New meta-analysis: Remifentanil as an alternative to epidural analgesia for vaginal delivery

Lee M, Zhu FMoodie J, Zhang Z, Cheng DMartin J. Remifentanil as an alternative to epidural analgesia for vaginal delivery: A meta-analysis of randomized trials. J Clin Anesth. 2017;39:57-63.

Objectives: Although epidural analgesia is considered the gold standard for labor pain management, its use may be restricted in some conditions due to clinical contraindications or availability, and suitable alternatives may be required. The objective of this meta-analysis was to determine whether evidence from randomized trials suggests remifentanil PCA (R-PCA) results in significant differences in maternal satisfaction, analgesic efficacy, and safety compared with conventional epidural analgesia (EA).

Design: We conducted a meta-analysis after systematically searching MEDLINE, EMBASE and Cochrane Library for all randomized controlled trials (RCTs) allocating parturients to R-PCA or EA and reporting at least one outcome of interest.

Patients: Eight randomized trials of R-PCA vs EA with 2351 patients were included.

Measurements: The primary outcome of interest was maternal satisfaction. Secondary outcomes included visual analog pain score (VAS at 1, 2, 3 h postoperatively), nausea, vomiting, pruritus, hypoxemia, acute respiratory depression or death (maternal or neonatal), need for Cesarean section, and neonatal Apgar score.

Main results: Meta-analysis of the randomized trials showed no significant differences between the R-PCA and EA groups for maternal satisfaction, VAS at 2 or 3 h, nausea, vomiting, need for cesarean section, respiratory depression, umbilical pH, and neonatal Apgar score at 1 min and 5 min. However, incidence of hypoxemia was higher [OR 7.48, 95%CI 3.42–16.36] and VAS at 1 h was slightly higher [WMD 1.33, 95%CI 0.30–2.36] with R-PCA versus EA. Pruritus was less frequent in the R-PCA group [OR 0.54, 95%CI 0.32–0.89]. Acute respiratory failure and death were not reported in any of the studies.

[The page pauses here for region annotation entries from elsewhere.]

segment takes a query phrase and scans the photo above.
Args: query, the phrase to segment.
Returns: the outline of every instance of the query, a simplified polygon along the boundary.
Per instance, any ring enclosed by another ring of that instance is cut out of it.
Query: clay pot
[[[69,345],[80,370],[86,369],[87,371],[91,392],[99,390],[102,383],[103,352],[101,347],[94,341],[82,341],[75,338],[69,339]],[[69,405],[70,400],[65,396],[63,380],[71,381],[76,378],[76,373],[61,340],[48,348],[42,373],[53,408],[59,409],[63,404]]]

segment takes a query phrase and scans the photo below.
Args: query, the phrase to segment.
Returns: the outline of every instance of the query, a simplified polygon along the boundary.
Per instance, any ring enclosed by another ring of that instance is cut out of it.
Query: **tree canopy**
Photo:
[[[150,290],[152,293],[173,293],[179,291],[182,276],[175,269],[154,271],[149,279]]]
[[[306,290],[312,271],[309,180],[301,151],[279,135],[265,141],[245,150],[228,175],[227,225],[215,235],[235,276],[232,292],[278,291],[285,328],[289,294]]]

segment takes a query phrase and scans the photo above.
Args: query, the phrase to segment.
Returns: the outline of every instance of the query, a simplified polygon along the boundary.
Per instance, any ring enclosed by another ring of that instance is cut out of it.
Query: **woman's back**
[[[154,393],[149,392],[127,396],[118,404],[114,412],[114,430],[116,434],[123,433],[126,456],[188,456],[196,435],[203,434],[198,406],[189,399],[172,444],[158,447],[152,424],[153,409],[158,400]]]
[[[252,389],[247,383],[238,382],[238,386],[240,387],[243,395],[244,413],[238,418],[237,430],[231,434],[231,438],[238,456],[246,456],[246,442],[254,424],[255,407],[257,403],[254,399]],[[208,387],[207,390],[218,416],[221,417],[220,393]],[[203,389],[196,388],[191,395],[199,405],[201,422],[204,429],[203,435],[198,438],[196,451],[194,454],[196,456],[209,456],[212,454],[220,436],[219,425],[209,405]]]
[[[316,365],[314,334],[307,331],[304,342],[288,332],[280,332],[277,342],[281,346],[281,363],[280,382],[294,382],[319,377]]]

Conclusions: While no significant differences were detected for maternal satisfaction or for most clinical outcomes, this meta-analysis remains underpowered to rule out clinically-important differences due to the few existing randomized trials. For obstetric patients who are not candidates for EA, R-PCA may provide an alternative for analgesia in the peri-partum period, but caution is warranted particularly regarding hypoxemia, and suggests the need for increased surveillance and monitoring for R-PCA. Further adequately powered randomized trials with a focus on clinically-relevant maternal and neonatal outcomes are required to more accurately characterize the relative benefits and risks of R-PCA versus EA in this population.